Figure 2 shows SAOS experimental data for the functional dipeptide solution along with “Maxwell” fits for \({G}^{\mathrm{^{\prime}}}\) and \({G}^{\mathrm{^{\prime}}\mathrm{^{\prime}}}\), represented by the solid lines, which correspond to a three-mode fit:

$$G^{'}=\frac{\eta_{1\cdot}\lambda_{1\cdot}\omega^2}{1+\left(\lambda_{1\cdot}\omega\right)^2}+\frac{\eta_{2\cdot}\lambda_{2\cdot}\omega^2}{1+\left(\lambda_{2\cdot}\omega\right)^2}+\frac{\eta_{3\cdot}\lambda_{3\cdot}\omega^2}{1+\left(\lambda_{3\cdot}\omega\right)^2}$$
(4)
$$G^{''}=\frac{\eta_{1\cdot}\omega}{1+\left(\lambda_{1\cdot}\omega\right)^2}+\frac{\eta_{2\cdot}\omega}{{1+\left(\lambda_{2\cdot}\omega\right)}^2}+\frac{\eta_{3\cdot}\omega}{1+\left(\lambda_{3\cdot}\omega\right)^2}$$
(5)

where \({G}^{\mathrm{^{\prime}}}\) is the storage modulus (Pa), \({\eta }_{i}\) is the ith polymeric viscosity component (Pa s), \({\lambda }_{i}\) is the ith mode relaxation time (s), \(\omega\) is the angular frequency (rad/s), and \({G}^{\mathrm{^{\prime}}\mathrm{^{\prime}}}\) is the loss modulus (Pa). (NB. Increasing the number of modes to four makes a negligible decrease in the error and does not alter either the estimate of the longest relaxation time (10.94 s cf 10.87 s) or the mode-averaged relaxation time).

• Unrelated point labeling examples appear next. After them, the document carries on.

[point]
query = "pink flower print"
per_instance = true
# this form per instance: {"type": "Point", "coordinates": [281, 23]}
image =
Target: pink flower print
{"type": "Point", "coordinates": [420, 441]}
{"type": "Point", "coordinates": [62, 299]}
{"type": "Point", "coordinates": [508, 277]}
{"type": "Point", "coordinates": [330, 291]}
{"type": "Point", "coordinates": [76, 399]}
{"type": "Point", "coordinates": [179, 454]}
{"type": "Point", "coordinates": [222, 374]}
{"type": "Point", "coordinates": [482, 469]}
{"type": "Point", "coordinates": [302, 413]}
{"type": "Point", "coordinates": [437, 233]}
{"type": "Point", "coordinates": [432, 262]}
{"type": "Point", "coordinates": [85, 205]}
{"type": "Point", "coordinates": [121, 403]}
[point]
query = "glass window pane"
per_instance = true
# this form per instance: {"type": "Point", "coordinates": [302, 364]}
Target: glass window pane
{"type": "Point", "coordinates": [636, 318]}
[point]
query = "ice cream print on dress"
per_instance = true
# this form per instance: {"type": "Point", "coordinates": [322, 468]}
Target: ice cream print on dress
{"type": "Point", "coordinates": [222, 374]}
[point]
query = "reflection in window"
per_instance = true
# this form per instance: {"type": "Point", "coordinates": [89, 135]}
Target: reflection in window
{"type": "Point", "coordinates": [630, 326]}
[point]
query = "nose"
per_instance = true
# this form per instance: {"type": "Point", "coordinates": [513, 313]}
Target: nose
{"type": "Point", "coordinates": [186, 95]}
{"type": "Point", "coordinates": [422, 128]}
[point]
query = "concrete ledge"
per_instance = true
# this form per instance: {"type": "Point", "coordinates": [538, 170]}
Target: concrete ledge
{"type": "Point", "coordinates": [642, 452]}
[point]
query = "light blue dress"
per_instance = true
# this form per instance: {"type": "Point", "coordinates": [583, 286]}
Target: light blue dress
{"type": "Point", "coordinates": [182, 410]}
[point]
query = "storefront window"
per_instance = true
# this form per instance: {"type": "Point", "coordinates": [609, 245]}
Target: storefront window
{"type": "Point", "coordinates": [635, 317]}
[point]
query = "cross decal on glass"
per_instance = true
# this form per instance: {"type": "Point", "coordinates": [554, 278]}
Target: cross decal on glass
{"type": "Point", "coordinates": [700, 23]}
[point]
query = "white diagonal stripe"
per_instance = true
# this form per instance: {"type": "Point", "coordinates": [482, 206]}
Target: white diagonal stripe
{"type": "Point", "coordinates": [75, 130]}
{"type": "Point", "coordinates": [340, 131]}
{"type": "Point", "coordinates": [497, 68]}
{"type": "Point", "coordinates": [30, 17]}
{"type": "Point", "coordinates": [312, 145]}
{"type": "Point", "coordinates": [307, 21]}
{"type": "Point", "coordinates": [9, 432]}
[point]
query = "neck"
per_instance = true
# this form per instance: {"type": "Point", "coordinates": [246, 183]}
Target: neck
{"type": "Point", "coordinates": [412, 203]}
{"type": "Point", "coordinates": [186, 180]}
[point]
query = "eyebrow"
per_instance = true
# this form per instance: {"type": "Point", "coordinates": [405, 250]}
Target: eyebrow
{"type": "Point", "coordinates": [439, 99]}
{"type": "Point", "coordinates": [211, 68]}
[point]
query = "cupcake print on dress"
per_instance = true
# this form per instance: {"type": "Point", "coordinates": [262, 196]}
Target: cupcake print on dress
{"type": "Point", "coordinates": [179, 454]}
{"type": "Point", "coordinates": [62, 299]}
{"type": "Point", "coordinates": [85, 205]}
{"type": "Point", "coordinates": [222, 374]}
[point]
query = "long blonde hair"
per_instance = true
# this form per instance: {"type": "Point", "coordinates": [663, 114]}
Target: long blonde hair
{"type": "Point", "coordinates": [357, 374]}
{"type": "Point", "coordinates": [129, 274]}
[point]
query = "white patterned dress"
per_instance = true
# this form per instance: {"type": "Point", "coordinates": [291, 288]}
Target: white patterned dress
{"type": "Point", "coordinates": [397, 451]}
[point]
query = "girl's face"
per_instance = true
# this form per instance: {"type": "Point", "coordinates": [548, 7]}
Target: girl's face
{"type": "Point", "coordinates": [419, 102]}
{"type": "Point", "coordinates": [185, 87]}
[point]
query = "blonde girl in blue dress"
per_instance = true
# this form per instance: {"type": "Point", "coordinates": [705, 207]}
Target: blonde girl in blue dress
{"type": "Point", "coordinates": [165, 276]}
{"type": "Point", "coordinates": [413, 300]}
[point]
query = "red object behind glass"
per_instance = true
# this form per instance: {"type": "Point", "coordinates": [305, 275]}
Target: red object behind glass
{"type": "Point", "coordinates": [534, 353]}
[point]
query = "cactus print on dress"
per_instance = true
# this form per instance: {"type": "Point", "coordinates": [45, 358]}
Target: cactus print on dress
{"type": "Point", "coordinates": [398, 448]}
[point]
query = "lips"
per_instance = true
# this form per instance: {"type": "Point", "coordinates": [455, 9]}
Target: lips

Three repeat datasets are included in Fig. 2 to highlight consistency. The values of each of these parameters are included as an inset in Fig. 2 and in Table 1. At low frequencies, \({G}^{^{\prime}}\) varies quadratically, and \({G}^{\mathrm{^{\prime}}\mathrm{^{\prime}}}\) varies linearly with frequency showing the expected terminal behaviour (Barnes et al. 1989) although the smallest G′ values, highlighted by the use of filled symbols in Fig. 2, are close to the resolution of the instrument and were therefore not included in the fit. We note that the shape of the \({G}^{\mathrm{^{\prime}}}\), \({G}^{\mathrm{^{\prime}}\mathrm{^{\prime}}}\) curves are very different from the single-mode Maxwell behaviour usually observed in classical wormlike micelle systems in the semi-dilute regime (López-Barrón et al. 2014). For such classical systems, as they are so well fit by a single-mode model, the cross-over frequency where \({G}^{\mathrm{^{\prime}}}={G}^{\mathrm{^{\prime}}\mathrm{^{\prime}}}\) can be used directly to determine the relaxation time (via the reciprocal of the cross-over frequency). In contrast, for the functionalised dipeptide solution used here, there is no strict cross over frequency as the storage modulus remains lower than the loss modulus across the whole frequency range (although the datasets are closest at a frequency ~ 0.2 rad/s). Additionally, there is a clear minimum in the magnitude of tan (δ), which also occurs at 0.2 rad/s. We note that Oelschlaeger et al. (2009) measure G′ and G″ on CPyCl/NaSal systems as a function of ω over a very large range of angular frequencies using diffusing wave spectroscopy, at various temperatures, and the data exhibits some similarities with our system.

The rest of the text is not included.